“You can always make a gesture but it doesn't really sing or fly until the community takes it and makes it their own.”
Massachusetts–based Social–Practices Artist & Researcher
Projects
Matthew Mazzotta works at the intersection of art, activism, and urbanism, focusing on the power of the built environment to shape our relationships and experiences. He is as much as an inventor as he is an activist using artistic sensibilities to bring real world issues into the social discourse and lead collective public imagining. His community-specific public projects integrate new forms of civic participation and social engagement into the built environment and reveal how the spaces we travel through and spend our time living within have the potential to become distinct sites for intimate, radical, and meaningful exchanges. Through his process, each project starts by creating temporary public spaces for listening – ‘Outdoor Living Room’ - as a way capture voices from local people that might not attend more formal meetings.
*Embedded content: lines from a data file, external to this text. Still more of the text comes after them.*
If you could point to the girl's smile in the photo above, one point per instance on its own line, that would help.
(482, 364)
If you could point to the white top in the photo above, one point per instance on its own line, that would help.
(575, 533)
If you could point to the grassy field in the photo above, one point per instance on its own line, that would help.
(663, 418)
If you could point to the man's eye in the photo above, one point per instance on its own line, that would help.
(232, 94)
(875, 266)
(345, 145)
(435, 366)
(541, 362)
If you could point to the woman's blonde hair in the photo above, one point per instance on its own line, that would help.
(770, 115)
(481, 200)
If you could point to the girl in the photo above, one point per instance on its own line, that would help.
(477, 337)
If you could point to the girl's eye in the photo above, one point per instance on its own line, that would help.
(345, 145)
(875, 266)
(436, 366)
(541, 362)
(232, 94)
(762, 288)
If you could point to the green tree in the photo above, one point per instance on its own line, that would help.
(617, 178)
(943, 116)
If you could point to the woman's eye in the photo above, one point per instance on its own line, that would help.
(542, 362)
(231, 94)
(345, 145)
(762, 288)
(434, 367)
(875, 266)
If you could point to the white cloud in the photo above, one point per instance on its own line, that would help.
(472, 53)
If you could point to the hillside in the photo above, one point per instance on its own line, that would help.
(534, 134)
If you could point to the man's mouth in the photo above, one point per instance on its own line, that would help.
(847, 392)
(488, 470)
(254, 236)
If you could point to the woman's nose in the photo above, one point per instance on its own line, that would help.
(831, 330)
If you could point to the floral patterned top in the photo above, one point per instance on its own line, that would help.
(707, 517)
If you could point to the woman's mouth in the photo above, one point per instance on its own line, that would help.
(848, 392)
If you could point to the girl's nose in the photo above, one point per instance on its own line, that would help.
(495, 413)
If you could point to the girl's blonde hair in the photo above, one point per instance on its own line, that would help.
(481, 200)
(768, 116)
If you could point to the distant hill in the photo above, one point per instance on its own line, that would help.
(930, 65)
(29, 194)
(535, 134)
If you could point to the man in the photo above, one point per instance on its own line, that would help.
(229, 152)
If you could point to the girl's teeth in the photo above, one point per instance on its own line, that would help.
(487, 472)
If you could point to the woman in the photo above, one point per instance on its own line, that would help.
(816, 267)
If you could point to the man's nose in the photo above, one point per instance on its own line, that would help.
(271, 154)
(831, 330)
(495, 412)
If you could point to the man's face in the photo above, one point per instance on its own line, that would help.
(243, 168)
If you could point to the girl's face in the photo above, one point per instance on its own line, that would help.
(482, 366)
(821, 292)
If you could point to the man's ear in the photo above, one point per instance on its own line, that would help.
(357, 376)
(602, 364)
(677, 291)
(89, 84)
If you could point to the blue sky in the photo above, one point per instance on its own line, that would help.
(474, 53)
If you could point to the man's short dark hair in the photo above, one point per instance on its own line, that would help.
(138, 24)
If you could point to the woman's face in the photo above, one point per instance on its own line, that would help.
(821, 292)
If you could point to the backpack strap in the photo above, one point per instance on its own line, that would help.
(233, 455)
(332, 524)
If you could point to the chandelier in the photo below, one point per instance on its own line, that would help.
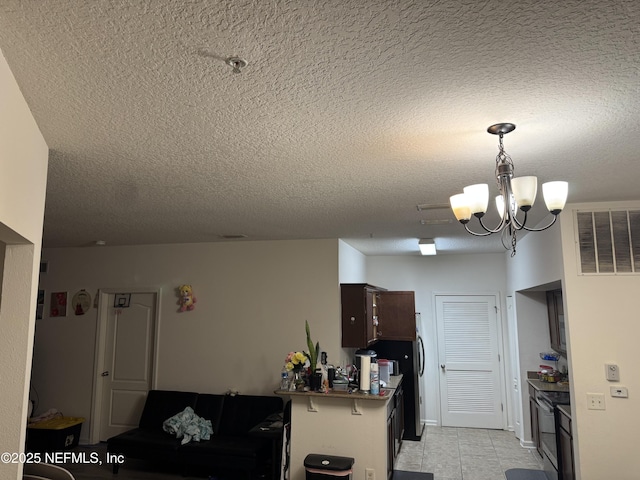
(515, 193)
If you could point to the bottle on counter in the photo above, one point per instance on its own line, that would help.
(284, 379)
(375, 379)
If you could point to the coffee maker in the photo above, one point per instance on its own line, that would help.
(364, 358)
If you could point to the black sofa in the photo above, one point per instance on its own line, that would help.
(231, 446)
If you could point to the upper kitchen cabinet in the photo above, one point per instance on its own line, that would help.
(397, 316)
(555, 309)
(359, 314)
(372, 313)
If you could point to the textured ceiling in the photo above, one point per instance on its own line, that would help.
(349, 114)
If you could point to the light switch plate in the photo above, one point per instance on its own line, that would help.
(619, 392)
(612, 372)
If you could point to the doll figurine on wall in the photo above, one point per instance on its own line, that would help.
(187, 299)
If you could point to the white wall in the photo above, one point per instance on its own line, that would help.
(23, 173)
(426, 276)
(252, 301)
(352, 264)
(603, 326)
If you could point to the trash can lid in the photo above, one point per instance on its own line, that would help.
(328, 462)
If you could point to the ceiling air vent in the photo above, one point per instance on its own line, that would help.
(609, 241)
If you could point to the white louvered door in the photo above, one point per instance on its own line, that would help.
(468, 353)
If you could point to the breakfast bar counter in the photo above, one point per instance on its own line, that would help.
(341, 424)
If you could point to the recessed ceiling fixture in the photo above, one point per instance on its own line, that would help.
(233, 236)
(427, 246)
(236, 63)
(515, 192)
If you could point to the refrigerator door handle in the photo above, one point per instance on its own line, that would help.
(421, 358)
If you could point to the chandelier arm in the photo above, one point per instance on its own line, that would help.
(516, 223)
(555, 217)
(499, 227)
(484, 234)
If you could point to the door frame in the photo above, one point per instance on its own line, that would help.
(501, 339)
(99, 351)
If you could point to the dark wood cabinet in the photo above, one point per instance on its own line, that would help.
(555, 310)
(371, 313)
(565, 445)
(399, 430)
(395, 428)
(535, 423)
(391, 453)
(397, 316)
(359, 314)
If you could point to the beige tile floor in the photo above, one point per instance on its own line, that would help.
(466, 454)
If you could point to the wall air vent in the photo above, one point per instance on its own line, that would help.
(609, 241)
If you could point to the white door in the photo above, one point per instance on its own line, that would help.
(469, 360)
(128, 362)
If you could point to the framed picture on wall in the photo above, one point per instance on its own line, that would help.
(58, 306)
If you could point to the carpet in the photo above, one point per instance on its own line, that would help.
(525, 474)
(402, 475)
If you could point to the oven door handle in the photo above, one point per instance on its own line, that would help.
(546, 406)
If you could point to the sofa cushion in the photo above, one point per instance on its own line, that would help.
(240, 413)
(163, 404)
(209, 407)
(142, 440)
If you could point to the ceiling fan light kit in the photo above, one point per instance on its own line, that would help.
(514, 193)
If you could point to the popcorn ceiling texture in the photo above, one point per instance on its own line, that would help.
(349, 114)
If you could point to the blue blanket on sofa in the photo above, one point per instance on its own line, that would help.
(188, 426)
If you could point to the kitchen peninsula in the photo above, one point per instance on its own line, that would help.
(361, 426)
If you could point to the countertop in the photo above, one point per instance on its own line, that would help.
(385, 392)
(548, 387)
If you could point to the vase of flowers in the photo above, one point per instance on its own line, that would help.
(297, 362)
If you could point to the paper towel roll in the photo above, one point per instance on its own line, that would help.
(365, 374)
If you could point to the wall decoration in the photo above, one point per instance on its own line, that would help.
(40, 305)
(81, 302)
(122, 300)
(186, 300)
(58, 306)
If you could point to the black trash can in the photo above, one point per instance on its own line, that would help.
(319, 467)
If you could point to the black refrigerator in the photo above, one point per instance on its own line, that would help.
(410, 357)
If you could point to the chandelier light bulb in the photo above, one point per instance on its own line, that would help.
(555, 195)
(460, 207)
(478, 197)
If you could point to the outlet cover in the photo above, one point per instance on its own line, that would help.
(595, 401)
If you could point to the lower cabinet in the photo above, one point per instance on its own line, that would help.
(395, 428)
(565, 445)
(535, 423)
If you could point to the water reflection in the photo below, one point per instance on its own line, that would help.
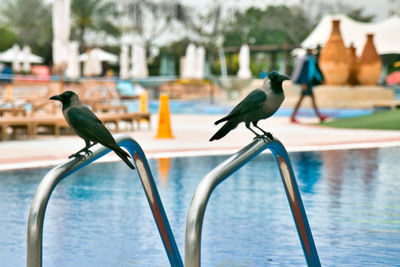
(99, 218)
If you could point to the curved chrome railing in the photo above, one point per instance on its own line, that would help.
(58, 173)
(221, 172)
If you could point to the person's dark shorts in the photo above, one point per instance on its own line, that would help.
(308, 91)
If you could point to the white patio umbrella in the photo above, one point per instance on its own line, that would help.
(92, 64)
(244, 62)
(189, 62)
(26, 64)
(139, 63)
(199, 63)
(124, 62)
(16, 59)
(61, 22)
(8, 56)
(101, 56)
(73, 70)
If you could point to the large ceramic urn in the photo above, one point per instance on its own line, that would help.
(353, 63)
(369, 64)
(334, 62)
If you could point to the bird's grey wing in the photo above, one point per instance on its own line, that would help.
(251, 102)
(88, 126)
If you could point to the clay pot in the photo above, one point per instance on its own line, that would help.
(334, 62)
(353, 65)
(369, 64)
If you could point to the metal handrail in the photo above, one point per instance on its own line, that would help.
(203, 192)
(58, 173)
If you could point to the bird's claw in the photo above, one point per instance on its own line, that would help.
(79, 155)
(269, 136)
(266, 137)
(76, 155)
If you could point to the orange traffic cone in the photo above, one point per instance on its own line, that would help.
(143, 106)
(164, 122)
Stemming from this approach are experiences that involve people from a range of backgrounds working together to create new models of living that contribute to local culture beyond the economic realm.
Matthew’s projects have been named “Architecture Project of the Year” from the Dezeen Awards at the Tate Modern to Huffington Post’s “9 Design Projects Tackling America's Poverty Crisis, One Community At A Time” and have received dozens of international art and architecture awards, as well as, six of his projects have been recognized by the Americans For the Arts. His work has been featured on CNN, BBC, NPR, The Huffington Post, Discovery Channel, and Science Magazine to name a few, and presented at the Cooper Hewitt – Smithsonian Design Museum in NYC.
Mazzotta received a BFA from the School of the Art Institute of Chicago, a Masters of Science from the Massachusetts Institute of Technology’s Program in Art, Culture and Technology, and is a Loeb Fellow at Harvard University.